# Environmental Justice Analysis: Multi-Scale PFAS Contamination Clustering
👤 **User**
Use Case 2: Environmental Justice Analysis **KGs**: SAWGRAPH, SPATIALKG, SPOKE-OKN, SCALES **Link**: S2 Cells, County FIPS **Query Pattern**: EPA facilities → neighborhoods → SDoH → justice outcomes **Insight**: Identify disproportionate environmental burdens
---
🧠 **Assistant**
I'll help you explore environmental justice patterns across these knowledge graphs. Let me start by understanding what data is available in each graph.
[Retrieved descriptions for all four knowledge graphs]
**SAWGRAPH**: Safe Agricultural Products and Water Graph - tracks PFAS and other contaminants in food and water systems using the ContaminOSO ontology.

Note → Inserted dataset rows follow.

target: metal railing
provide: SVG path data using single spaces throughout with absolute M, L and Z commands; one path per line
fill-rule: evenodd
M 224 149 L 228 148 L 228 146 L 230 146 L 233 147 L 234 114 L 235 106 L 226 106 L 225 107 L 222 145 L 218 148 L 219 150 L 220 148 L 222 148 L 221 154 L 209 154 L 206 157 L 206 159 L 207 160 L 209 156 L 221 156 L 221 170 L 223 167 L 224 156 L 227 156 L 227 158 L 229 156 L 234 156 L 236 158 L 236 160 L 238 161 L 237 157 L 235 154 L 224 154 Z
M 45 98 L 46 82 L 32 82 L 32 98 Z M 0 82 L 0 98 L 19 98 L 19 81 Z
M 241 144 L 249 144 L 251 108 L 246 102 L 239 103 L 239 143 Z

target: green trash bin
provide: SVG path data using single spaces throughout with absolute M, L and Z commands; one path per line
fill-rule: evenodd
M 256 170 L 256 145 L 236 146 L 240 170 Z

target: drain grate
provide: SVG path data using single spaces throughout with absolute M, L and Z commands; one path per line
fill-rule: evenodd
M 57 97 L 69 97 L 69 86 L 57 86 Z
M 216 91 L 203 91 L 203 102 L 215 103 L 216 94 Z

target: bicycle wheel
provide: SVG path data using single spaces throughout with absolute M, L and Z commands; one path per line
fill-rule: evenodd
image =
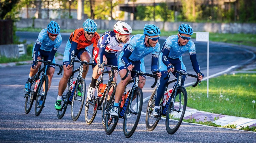
M 31 87 L 30 87 L 30 92 L 27 92 L 25 91 L 25 98 L 26 98 L 26 100 L 25 101 L 25 113 L 26 114 L 28 114 L 30 110 L 31 109 L 31 108 L 32 107 L 32 105 L 33 105 L 33 103 L 34 102 L 33 97 L 34 96 L 36 96 L 36 92 L 34 91 L 35 88 L 35 84 L 36 83 L 36 76 L 34 76 L 33 78 L 32 83 L 31 83 Z
M 99 81 L 96 81 L 96 84 L 98 84 Z M 100 84 L 95 87 L 95 91 L 94 93 L 95 96 L 97 96 L 98 94 L 98 91 Z M 91 124 L 92 123 L 96 116 L 98 111 L 98 101 L 94 98 L 92 101 L 90 101 L 88 100 L 88 98 L 86 97 L 86 102 L 85 105 L 85 122 L 88 124 Z
M 178 88 L 175 100 L 170 103 L 166 112 L 165 127 L 167 132 L 169 134 L 174 134 L 179 129 L 186 110 L 187 91 L 184 87 L 180 87 Z M 171 101 L 173 100 L 173 96 L 171 96 Z
M 155 108 L 155 97 L 156 90 L 156 87 L 155 88 L 149 98 L 146 112 L 146 127 L 149 131 L 152 131 L 155 129 L 160 119 L 161 118 L 161 117 L 160 118 L 154 117 L 152 114 Z
M 76 121 L 81 114 L 85 97 L 85 81 L 84 79 L 81 78 L 76 82 L 77 83 L 76 86 L 71 103 L 71 117 L 74 121 Z M 80 96 L 78 95 L 79 94 L 79 92 L 81 93 Z
M 132 135 L 140 120 L 143 103 L 141 89 L 136 88 L 131 97 L 133 98 L 129 99 L 124 117 L 123 130 L 126 138 L 130 138 Z
M 68 88 L 69 88 L 69 80 L 68 81 L 67 87 L 63 94 L 62 95 L 62 99 L 61 99 L 61 106 L 60 109 L 59 110 L 57 110 L 57 117 L 59 119 L 61 119 L 64 116 L 65 113 L 67 110 L 67 107 L 68 107 L 68 95 L 70 94 L 68 92 Z
M 108 102 L 108 96 L 109 95 L 109 96 L 111 96 L 112 93 L 114 89 L 116 89 L 117 86 L 116 83 L 114 81 L 111 82 L 110 84 L 110 86 L 109 86 L 108 87 L 108 90 L 106 91 L 106 94 L 105 94 L 105 98 L 104 99 L 104 101 L 103 102 L 103 105 L 102 105 L 102 110 L 101 111 L 101 116 L 102 116 L 102 124 L 103 124 L 103 126 L 105 126 L 105 110 L 107 108 L 107 105 L 106 103 Z M 108 99 L 109 100 L 109 99 Z
M 43 108 L 44 108 L 46 96 L 47 95 L 47 92 L 48 91 L 48 76 L 47 75 L 43 75 L 40 80 L 40 84 L 37 87 L 36 99 L 35 105 L 35 114 L 37 116 L 40 114 Z M 42 102 L 41 104 L 42 106 L 39 106 L 38 102 L 40 100 Z
M 113 91 L 109 100 L 106 102 L 105 112 L 105 132 L 108 135 L 111 134 L 114 131 L 118 120 L 118 117 L 113 117 L 110 115 L 111 109 L 114 105 L 116 89 Z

Contains contamination measurements from Maine's EGAD drinking water monitoring and national Water Quality Portal.
**SPATIALKG**: Contains 756.9 million triples describing 16.8 million spatial entities, including 7.4 million S2 cells (Level 13) and hierarchical administrative regions across three levels for the 48 contiguous US states.
**SPOKE-OKN**: Comprehensive biomedical and environmental health knowledge graph integrating diverse data across genomics, environmental science, and public health with geographic coverage from countries to ZIP codes.

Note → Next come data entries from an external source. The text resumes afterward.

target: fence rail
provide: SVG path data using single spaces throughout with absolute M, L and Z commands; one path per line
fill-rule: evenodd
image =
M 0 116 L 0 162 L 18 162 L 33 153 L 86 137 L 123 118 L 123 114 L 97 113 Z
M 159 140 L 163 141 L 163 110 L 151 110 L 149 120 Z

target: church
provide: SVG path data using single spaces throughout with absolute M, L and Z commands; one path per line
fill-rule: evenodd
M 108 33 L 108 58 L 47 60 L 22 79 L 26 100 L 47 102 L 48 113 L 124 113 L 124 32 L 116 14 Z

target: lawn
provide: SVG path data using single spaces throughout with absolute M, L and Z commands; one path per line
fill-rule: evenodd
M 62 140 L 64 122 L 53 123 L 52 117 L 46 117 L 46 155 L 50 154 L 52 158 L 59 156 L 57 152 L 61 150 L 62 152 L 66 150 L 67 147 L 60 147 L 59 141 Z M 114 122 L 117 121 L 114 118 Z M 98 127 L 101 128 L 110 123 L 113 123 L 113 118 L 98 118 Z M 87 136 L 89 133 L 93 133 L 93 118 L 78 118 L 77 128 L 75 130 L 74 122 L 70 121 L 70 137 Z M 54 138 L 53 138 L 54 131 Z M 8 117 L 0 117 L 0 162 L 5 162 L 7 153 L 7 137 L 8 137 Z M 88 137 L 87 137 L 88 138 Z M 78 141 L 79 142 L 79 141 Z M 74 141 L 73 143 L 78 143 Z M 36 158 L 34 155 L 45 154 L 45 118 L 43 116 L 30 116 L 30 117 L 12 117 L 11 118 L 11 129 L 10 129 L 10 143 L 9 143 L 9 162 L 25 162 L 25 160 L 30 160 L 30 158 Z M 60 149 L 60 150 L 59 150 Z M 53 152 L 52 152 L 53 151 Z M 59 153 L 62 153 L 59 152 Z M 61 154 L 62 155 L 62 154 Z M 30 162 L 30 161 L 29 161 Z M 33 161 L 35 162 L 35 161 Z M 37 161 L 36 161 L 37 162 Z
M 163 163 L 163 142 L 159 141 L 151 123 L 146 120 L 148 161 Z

**SCALES**: Systematic Content Analysis of Litigation Events - contains over 523 million triples describing 96.5 million entities spanning 4.1+ million cases from federal district courts and state/local court systems.
Now let me get the schemas to understand what data we can query:
[Retrieved schemas for all four graphs showing classes and predicates]
### Key Findings from Initial Analysis
**1. PFAS Contamination Hotspots** (from SAWGRAPH):
- **Highest Average PFAS Levels** (top 5 locations by avg ng/L):
- Location 2301363660: 967.2 ng/L average (max: 1,180 ng/L)
- Location 2301363590: 442.5 ng/L average (max: 1,670 ng/L)
- Location 2301955225: 415.8 ng/L average (max: 2,920 ng/L)
- Location 2301102100: 328.8 ng/L average (max: 2,203 ng/L)
- Location 2301906925: 206.7 ng/L average (max: 1,500 ng/L)
**2. Geographic Distribution** (linked via SPATIALKG):
The contamination data is georeferenced through:
- S2 Cell Level 13 (approximately 1.27 km² grid cells)
- Administrative regions (Level 3 subdivisions - towns/townships in Maine)
- County-level aggregation (Level 2 administrative regions)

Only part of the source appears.